農水省によると、23年の瓶牛乳(500ミリリットル未満)の生産量は、前年比10・9%減の4392キロリットル。13年と比較すると、69・6%減少した。同時に、瓶牛乳を取り扱う工場数は半減し、大手乳業メーカーによる瓶牛乳の終売が相次いでいる。直近では、明治が3月末をもって「明治牛乳」や「明治コーヒー」などの販売を終了した。瓶洗浄機の老朽化やガラス製造工場の撤退などで、瓶の調達も難しい状況だ。

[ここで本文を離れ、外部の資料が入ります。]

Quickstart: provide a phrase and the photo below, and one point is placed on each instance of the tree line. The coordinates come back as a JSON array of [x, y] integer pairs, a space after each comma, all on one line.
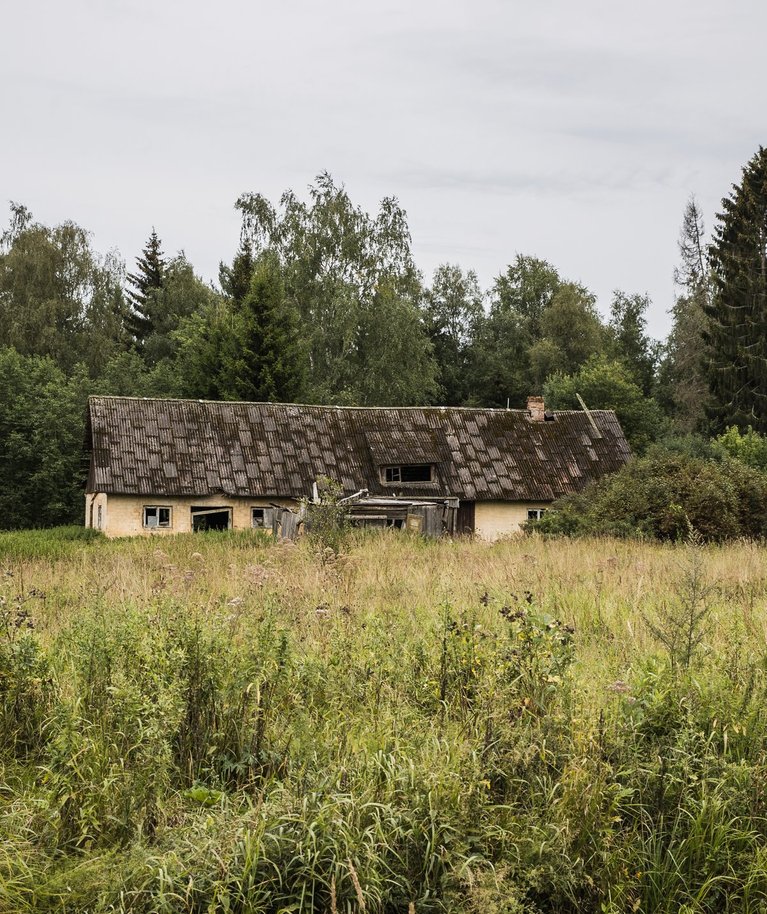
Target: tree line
[[323, 303]]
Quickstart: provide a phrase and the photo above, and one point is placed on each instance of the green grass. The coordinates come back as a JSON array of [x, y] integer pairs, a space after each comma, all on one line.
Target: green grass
[[52, 543], [218, 723]]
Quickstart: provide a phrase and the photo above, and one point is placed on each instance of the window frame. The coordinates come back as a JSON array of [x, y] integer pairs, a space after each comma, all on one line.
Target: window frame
[[392, 474], [267, 517], [159, 525]]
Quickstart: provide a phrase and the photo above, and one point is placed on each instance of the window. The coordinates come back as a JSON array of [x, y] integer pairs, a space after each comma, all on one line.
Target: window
[[261, 518], [155, 516], [409, 472]]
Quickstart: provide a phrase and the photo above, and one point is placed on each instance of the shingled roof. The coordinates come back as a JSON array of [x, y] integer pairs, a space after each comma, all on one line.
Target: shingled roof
[[197, 447]]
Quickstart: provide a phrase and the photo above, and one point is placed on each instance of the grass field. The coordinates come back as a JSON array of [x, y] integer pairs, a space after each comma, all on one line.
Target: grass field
[[216, 723]]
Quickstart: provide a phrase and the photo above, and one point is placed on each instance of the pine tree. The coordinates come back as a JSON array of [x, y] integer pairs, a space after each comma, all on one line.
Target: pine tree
[[683, 382], [265, 358], [147, 281], [738, 311]]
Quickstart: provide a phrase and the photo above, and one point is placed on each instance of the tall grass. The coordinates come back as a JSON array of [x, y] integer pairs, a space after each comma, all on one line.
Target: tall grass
[[208, 723]]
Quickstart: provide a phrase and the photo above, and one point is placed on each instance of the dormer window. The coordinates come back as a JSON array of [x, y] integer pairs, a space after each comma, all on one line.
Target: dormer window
[[408, 473]]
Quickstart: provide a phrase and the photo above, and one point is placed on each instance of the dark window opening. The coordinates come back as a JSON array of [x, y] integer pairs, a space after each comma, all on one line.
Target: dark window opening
[[261, 518], [410, 472], [211, 519], [155, 516]]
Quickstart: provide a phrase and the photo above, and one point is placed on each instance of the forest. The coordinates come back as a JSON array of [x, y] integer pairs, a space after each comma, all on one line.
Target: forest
[[323, 303]]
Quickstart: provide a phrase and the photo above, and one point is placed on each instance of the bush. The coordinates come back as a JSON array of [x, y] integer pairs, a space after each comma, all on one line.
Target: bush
[[663, 496]]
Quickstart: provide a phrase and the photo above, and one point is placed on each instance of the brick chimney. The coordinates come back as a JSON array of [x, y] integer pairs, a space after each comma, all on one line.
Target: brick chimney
[[536, 409]]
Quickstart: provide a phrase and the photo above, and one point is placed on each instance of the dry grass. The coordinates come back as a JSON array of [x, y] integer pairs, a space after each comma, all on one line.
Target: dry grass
[[410, 725]]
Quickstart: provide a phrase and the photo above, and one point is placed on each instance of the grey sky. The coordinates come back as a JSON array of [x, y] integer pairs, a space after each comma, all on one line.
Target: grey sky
[[571, 131]]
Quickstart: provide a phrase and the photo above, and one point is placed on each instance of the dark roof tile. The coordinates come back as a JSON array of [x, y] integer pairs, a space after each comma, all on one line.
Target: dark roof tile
[[192, 447]]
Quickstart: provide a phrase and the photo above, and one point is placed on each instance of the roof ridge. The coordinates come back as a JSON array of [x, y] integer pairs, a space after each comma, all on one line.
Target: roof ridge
[[478, 409]]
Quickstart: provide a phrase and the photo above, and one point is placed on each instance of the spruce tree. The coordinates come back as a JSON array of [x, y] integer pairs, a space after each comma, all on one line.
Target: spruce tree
[[147, 281], [264, 359], [737, 332], [235, 280]]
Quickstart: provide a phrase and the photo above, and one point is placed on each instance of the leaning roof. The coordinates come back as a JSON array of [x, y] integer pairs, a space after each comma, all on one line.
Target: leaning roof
[[203, 447]]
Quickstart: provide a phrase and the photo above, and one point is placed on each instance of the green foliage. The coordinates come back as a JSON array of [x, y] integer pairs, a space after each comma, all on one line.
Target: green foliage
[[265, 359], [52, 543], [468, 756], [607, 384], [737, 332], [452, 313], [684, 621], [58, 298], [350, 278], [749, 447], [42, 429], [662, 496], [146, 283], [326, 519], [628, 329]]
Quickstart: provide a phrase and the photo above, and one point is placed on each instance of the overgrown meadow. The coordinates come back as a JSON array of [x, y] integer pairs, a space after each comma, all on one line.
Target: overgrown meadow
[[217, 723]]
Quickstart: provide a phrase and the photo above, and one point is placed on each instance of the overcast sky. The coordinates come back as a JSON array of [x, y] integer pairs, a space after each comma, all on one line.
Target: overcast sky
[[572, 131]]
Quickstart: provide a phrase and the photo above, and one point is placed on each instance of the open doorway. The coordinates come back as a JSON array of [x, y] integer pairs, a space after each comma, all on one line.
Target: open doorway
[[211, 519]]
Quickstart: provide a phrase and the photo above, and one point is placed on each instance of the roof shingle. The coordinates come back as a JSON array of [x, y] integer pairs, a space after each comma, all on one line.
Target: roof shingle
[[196, 447]]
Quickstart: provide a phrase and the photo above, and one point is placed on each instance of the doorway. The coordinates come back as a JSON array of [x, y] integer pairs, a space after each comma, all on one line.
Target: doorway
[[211, 519]]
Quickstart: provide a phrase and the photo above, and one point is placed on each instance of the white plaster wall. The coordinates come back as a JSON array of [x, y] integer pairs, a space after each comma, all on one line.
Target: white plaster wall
[[494, 519], [123, 514]]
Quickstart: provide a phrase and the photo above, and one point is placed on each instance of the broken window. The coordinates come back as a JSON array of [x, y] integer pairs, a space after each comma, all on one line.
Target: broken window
[[261, 518], [408, 472], [156, 516], [209, 518]]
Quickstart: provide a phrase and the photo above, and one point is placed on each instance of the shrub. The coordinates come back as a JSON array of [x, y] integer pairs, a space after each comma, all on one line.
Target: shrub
[[663, 496]]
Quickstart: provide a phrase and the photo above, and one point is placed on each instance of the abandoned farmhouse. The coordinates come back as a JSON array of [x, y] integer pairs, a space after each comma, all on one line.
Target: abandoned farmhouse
[[175, 466]]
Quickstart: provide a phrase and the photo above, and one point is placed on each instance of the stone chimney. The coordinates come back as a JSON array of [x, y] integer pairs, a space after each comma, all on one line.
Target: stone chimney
[[536, 409]]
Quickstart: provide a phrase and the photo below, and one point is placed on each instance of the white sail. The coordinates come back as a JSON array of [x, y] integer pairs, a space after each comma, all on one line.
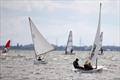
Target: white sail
[[101, 39], [41, 45], [96, 46], [69, 46]]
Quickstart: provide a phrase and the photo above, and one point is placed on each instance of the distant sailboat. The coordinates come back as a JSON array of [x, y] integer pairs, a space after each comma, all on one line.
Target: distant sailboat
[[41, 46], [97, 42], [7, 47], [93, 57], [101, 48], [69, 47]]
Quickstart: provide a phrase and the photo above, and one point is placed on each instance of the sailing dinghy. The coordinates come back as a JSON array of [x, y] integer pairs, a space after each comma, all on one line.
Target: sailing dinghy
[[94, 51], [101, 49], [41, 46], [69, 47], [7, 47]]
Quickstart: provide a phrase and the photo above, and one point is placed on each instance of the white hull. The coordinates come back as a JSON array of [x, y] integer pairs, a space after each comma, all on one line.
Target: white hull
[[39, 62], [88, 71]]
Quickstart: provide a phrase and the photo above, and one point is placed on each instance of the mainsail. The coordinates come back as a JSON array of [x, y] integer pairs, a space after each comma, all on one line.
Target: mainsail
[[7, 46], [101, 39], [69, 47], [96, 46], [41, 45]]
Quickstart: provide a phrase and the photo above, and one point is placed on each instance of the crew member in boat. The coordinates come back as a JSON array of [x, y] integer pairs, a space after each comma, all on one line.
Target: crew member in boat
[[71, 51], [39, 58], [88, 66], [76, 65]]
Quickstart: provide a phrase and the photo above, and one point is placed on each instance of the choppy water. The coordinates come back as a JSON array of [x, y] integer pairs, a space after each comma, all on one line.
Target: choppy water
[[18, 65]]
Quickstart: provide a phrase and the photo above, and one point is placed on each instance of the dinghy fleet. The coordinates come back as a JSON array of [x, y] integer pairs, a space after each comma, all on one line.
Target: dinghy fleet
[[42, 46]]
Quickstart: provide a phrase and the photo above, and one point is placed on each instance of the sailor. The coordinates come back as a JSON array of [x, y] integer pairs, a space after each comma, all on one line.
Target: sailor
[[71, 50], [101, 50], [39, 59], [87, 65], [76, 65]]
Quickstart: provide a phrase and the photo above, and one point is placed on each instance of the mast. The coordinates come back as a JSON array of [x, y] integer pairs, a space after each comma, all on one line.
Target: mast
[[99, 25], [32, 38], [41, 45]]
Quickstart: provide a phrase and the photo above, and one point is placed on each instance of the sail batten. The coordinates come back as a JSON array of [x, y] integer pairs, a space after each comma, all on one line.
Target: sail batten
[[41, 46]]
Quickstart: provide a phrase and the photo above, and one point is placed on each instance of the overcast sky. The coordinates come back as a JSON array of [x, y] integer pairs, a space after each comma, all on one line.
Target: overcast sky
[[55, 18]]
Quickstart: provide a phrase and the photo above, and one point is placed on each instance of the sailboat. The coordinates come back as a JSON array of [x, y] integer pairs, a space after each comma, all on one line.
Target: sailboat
[[96, 45], [101, 49], [69, 47], [41, 45], [6, 47], [93, 57]]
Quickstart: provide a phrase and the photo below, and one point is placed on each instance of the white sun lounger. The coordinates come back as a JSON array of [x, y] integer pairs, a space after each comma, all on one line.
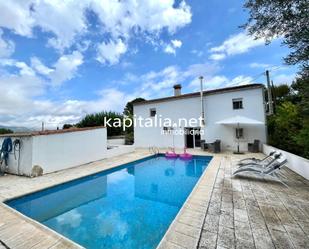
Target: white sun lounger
[[256, 160]]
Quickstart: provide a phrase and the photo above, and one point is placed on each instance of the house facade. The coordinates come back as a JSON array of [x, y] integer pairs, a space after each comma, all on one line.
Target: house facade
[[217, 105]]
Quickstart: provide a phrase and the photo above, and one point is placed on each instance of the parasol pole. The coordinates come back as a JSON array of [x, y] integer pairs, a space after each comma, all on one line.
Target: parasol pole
[[238, 137]]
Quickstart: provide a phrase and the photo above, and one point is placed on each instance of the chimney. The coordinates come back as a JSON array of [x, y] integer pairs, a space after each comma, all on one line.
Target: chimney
[[177, 90]]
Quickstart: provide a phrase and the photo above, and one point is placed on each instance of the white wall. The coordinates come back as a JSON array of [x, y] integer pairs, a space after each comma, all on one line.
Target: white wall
[[217, 107], [65, 150], [20, 165], [296, 163]]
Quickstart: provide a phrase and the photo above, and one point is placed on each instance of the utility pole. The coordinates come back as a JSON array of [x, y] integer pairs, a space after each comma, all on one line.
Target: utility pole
[[202, 101], [270, 99]]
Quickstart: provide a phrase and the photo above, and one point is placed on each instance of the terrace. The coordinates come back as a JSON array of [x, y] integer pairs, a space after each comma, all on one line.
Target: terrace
[[221, 212]]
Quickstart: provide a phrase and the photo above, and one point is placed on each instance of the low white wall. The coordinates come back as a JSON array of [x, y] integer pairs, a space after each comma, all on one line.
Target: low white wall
[[119, 150], [55, 152], [296, 163], [115, 141]]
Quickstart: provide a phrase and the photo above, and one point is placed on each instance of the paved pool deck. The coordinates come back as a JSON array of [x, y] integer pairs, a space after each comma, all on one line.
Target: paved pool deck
[[221, 212]]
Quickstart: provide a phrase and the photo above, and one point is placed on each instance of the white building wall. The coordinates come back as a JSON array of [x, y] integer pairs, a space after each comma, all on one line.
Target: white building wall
[[65, 150], [220, 106], [217, 106]]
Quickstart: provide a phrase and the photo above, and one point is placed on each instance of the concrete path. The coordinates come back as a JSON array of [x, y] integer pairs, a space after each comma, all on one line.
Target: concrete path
[[221, 212], [250, 212]]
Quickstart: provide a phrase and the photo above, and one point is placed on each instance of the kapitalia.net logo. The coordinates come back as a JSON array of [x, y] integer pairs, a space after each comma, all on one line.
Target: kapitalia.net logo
[[168, 125]]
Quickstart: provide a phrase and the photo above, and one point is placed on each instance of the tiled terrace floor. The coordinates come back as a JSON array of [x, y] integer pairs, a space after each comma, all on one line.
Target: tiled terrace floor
[[222, 211], [250, 212]]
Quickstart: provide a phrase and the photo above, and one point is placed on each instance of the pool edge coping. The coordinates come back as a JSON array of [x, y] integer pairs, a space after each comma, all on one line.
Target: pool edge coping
[[55, 234], [42, 227]]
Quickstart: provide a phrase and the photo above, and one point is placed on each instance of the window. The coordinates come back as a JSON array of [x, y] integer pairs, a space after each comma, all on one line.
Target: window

瓶牛乳の生産が落ち込む背景には、消費者のライフスタイルの変化がある。宅配や学校給食で定着していた瓶牛乳も、スーパーなどで手軽に購入できる紙パック牛乳に押され、需要が減少。衛生管理や利便性の観点から、瓶牛乳の購入機会が縮小している。

生産が落ち込む一方で、手堅い需要に応えようと工場を新設したり、日常に溶け込む飲食場面を創出しようとしたりする動きも出ている。西日本を中心に16の生協で構成するグリーンコープ共同体(福岡市)は3月、国産飼料の製造から乳牛の飼育、瓶牛乳の生産を一貫して行う瓶牛乳工場を新たに稼働させた。年間700万本の瓶牛乳を生産でき、会員からの堅調な需要を続けている。
100年以上、瓶牛乳の生産に携わる山村乳業(三重県伊勢市)は、観光名所・伊勢神宮の参道に直営店を構える。観光客からの需要は高く、24年度の売上高はコロナ前の19年と比較して2割近く増えた。スポーツジムでの常設など、日常の一部に瓶牛乳が溶け込む飲食場面の創出も見据える。